La censura dei populisti e dei conservatori da parte dei monopoli Big Tech sta diventando sempre più comune, anche per i politici.

Nell’autunno del 2018, Lauren Loomer, una giornalista conservatrice e pro-Trump che ora è la candidata repubblicana al Congresso nel 21st Congressional District della Florida, è stata definitivamente bandita dalla piattaforma dopo aver definito il democratico Ilhan Omar “anti-ebraico”, e membro di una fede che opprime gli omosessuali e abusa delle donne.

Questa settimana, i giganti della Silicon Valley Big Tech hanno portato la loro censura di massa a un livello che probabilmente non è mai stato visto prima nella storia degli Stati Uniti.

Sia Twitter che Facebook mercoledì hanno bloccato la condivisione di tutti i link a un articolo bomba pubblicato dal New York Post che ha rivelato che il figlio dell’allora vicepresidente Joe Biden, Hunter Biden, ha presentato suo padre a un alto dirigente della società energetica ucraina Burisma, nonostante avesse precedentemente negato di averlo fatto. A quel tempo, Hunter Biden era nel consiglio di amministrazione di Burisma, e gli veniva pagato uno stipendio di 50.000 dollari al mese.

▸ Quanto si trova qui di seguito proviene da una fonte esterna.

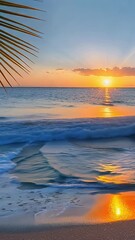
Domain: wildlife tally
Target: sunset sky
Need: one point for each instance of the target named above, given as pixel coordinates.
(85, 42)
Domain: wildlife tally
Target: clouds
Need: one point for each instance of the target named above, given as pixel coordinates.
(114, 72)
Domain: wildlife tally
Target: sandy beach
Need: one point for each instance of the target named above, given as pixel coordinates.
(111, 231)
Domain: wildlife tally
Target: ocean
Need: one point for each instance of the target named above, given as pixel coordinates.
(60, 145)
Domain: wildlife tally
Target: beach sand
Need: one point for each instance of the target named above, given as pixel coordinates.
(110, 231)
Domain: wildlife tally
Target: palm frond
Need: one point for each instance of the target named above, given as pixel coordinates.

Giovedi, i repubblicani del Senato hanno invitato i capi di Twitter e Facebook – rispettivamente Jack Dorsey e Mark suckerberg – a testimoniare davanti al Congresso per le loro azioni. Lo stesso giorno, i senatori repubblicani Ted Cruz, Lindsey Graham e Josh Hawley hanno detto che un mandato di comparizione era in corso.